Les emplois créés par Free oubliés
« Il faut aujourd'hui tirer les leçons de l'entrée d'un quatrième opérateur sur le marché mobile » plaide Corinne Erhel, qui déplore l'absence d'étude d'impact avant l'arrivée de Free. Elle recommande que soit mis en place un observatoire de l'emploi, en complément de celui décidé sur l'investissement, et ce sur toute la filière. Le PDG de France Télécom Orange, Stéphane Richard, a lui-même appelé de ses v?ux un état des lieux de l'emploi du secteur, que l'opérateur historique domine : 102.000 salariés en France contre 10.000 environ chacun chez SFR et chez Bouygues Telecom, près de 6.300 chez Free et environ 9.000 chez Alcatel-Lucent (avant suppression de 1.430 postes en cours). Mais il faut ajouter les emplois externalisés dans les centres d'appels (estimés à 27.000), les boutiques indépendantes, les sous-traitants du génie civil qui travaillent en partie pour les télécoms, etc. On pourra reprocher à Corinne Erhel une présentation qui semble volontairement à charge. Par exemple, au chapitre de l'emploi des opérateurs, après avoir évoqué les plans de départs volontaires chez Bouygues Telecom (556 postes) et SFR (entre 500 et 2.000 redoutés) ainsi que les recrutements à venir chez France Télécom qui se traduiront cependant par une baisse des effectifs (-5.000) du fait des départs en retraite, elle observe que « seul Free, qui a logiquement créé des emplois du fait du lancement de son activité mobile, échappe à cette tendance à la réduction de la masse salariale. » Mais elle omet de livrer le moindre chiffre, ni sur les emplois créés ni sur les effectifs actuels : Xavier Niel, le principal actionnaire de Free a rappelé récemment que son groupe avait « recruté 2.000 personnes en 18 mois » et le rapport de gestion semestriel d'Iliad, la maison-mère, précise que les effectifs ont augmenté de 1.400 en un an (lire page 15 du rapport de gestion). « Les gens de Free ne m'ont pas donné de chiffres » justifie Corinne Erhel.
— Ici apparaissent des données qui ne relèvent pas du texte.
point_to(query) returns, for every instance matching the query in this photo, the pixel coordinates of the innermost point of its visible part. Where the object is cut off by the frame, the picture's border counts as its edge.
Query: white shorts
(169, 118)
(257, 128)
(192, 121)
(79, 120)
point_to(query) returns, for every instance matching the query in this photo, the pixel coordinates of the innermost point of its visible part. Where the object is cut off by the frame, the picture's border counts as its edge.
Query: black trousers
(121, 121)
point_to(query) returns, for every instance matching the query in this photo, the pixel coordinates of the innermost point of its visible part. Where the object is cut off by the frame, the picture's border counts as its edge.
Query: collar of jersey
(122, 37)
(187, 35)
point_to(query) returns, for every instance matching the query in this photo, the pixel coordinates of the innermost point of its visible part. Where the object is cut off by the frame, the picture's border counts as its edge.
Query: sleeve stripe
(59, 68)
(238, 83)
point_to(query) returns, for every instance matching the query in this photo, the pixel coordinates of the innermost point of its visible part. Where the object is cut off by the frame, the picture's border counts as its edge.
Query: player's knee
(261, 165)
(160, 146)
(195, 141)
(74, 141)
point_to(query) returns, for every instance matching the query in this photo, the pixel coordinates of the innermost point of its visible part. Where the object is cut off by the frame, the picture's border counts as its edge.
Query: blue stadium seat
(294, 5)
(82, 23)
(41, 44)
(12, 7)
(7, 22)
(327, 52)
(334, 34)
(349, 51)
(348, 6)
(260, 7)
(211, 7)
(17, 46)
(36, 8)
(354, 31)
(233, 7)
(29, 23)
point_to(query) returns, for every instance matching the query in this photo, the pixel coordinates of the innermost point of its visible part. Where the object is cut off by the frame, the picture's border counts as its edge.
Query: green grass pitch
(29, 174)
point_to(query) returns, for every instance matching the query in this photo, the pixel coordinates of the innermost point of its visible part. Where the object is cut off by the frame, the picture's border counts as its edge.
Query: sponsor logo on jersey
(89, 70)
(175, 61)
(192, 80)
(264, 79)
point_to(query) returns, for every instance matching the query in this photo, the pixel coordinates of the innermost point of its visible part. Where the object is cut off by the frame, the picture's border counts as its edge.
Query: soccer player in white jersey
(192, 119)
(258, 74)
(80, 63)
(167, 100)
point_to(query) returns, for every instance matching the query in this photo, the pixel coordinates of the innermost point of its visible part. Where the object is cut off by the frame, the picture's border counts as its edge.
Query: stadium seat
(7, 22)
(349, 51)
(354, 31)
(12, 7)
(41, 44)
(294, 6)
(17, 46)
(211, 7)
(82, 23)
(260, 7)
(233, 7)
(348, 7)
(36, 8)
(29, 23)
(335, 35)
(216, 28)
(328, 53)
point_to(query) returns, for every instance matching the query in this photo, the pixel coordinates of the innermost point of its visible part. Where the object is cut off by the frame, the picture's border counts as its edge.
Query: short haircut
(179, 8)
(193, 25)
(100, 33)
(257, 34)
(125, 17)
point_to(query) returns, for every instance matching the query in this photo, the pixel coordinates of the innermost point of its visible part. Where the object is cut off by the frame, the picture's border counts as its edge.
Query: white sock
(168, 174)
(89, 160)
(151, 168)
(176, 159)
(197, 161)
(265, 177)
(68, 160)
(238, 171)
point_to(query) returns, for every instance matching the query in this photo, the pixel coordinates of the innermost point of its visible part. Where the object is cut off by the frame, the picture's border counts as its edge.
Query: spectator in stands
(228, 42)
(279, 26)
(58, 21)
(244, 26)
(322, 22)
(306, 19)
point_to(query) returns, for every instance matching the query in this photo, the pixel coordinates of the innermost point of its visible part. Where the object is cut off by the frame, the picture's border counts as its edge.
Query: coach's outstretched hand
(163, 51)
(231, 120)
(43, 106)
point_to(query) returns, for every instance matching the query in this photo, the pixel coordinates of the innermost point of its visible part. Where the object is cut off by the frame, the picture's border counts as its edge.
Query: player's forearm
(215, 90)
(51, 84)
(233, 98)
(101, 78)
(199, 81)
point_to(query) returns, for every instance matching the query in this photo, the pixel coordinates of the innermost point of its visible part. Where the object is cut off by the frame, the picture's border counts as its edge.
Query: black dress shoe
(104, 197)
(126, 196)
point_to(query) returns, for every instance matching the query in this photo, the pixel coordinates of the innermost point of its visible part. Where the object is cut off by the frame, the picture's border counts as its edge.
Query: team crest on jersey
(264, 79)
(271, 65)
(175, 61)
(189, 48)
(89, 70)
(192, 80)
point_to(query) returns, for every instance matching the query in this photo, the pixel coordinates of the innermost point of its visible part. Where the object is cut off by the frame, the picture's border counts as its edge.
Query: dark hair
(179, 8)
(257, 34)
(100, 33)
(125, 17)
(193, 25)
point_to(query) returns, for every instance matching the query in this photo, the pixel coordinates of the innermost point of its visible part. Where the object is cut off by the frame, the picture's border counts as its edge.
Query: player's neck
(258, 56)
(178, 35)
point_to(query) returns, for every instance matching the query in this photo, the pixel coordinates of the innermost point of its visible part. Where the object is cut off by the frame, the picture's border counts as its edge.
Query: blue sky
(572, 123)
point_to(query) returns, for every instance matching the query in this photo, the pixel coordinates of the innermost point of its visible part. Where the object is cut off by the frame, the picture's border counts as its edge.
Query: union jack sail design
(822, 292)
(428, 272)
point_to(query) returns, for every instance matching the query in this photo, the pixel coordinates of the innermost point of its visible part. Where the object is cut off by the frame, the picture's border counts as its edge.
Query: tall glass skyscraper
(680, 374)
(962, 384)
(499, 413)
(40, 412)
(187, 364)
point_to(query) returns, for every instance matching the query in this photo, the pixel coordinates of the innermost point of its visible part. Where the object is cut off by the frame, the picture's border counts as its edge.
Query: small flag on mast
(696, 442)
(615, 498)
La 4e licence « peut-être une erreur »
Si la députée mentionne dans les raisons des difficultés des équipementiers « des phénomènes structurels » et certains choix stratégiques, elle charge aussi Free en citant des évaluations sur l'impact sur l'emploi qui font polémique (l'étude du professeur Bruno Deffains prédisant 55.000 suppressions en deux ans, les 30.000 emplois menacés selon FO). « Le renforcement de l'intensité concurrentielle et le ralentissement de l'investissement en France, liés à Free, ne sont pas sans conséquences sur un équipementier français comme Alcatel-Lucent » affirme-t-elle à La Tribune, estimant que le ministre « Arnaud Montebourg a raison de poser la question des conséquences sur la filière. » Au final, Corinne Erhel écrit que « rétrospectivement, au regard de la crise que traverse le secteur des télécoms, l'entrée d'un quatrième opérateur sur le marché mobile pourrait avoir constitué une erreur, sinon dans son principe au moins dans ses modalités. » Interrogée, la députée concède que « Free a été un opérateur innovant dans l'ADSL et dans le mobile il a séduit par la baisse des prix mais aussi la simplicité des offres, ce qui est un point positif de l'arrivée de Free. »

Free bouc-émissaire ou prétexte ?
Pour un analyste du secteur, « si étude d'impact il y a, elle doit être complète : il faut aussi prendre en compte le gain en pouvoir d'achat et sa répercussion dans l'économie. » Un professionnel du secteur ironise « et pourquoi pas une étude d'impact sur l'entrée de Bouygues Telecom dans l'ADSL ? » Mais dans le fixe, les opérateurs n'ont pas besoin d'autorisation, de licence assortie d'obligations de couverture de la population, comme c'est le cas dans la téléphonie mobile. Il faudrait aussi mesurer et isoler d'autres causes de la baisse du chiffre d'affaires des opérateurs, qui touchent d'autres acteurs en Europe : la régulation des tarifs d'interconnexion, la situation macro-économique, etc. Autre grand absent de l'équation : le dividende, longtemps vilipendé par les syndicats comme la cause d'arbitrages internes sur les investissements ou l'emploi. Free n'est-il pas le bouc-émissaire bien commode de difficultés aux multiples causes ? Corinne Erhel s'en défend : « je n'ai rien contre Free. L'opérateur utilise un cadre que les pouvoirs publics mettent en place. C'est le rôle du législateur de regarder si l'intérêt du consommateur, l'emploi, l'investissement et l'aménagement du territoire sont tous bien pris en compte. Il faut trouver un équilibre et enfin mener une réflexion sur toute la filière. » La filière industrielle, grande oubliée de la politique économique des dix dernières années, trouve enfin avec Free un prétexte pour se relancer sur le devant de la scène. Mais n'est-ce pas malheureusement un peu tard ?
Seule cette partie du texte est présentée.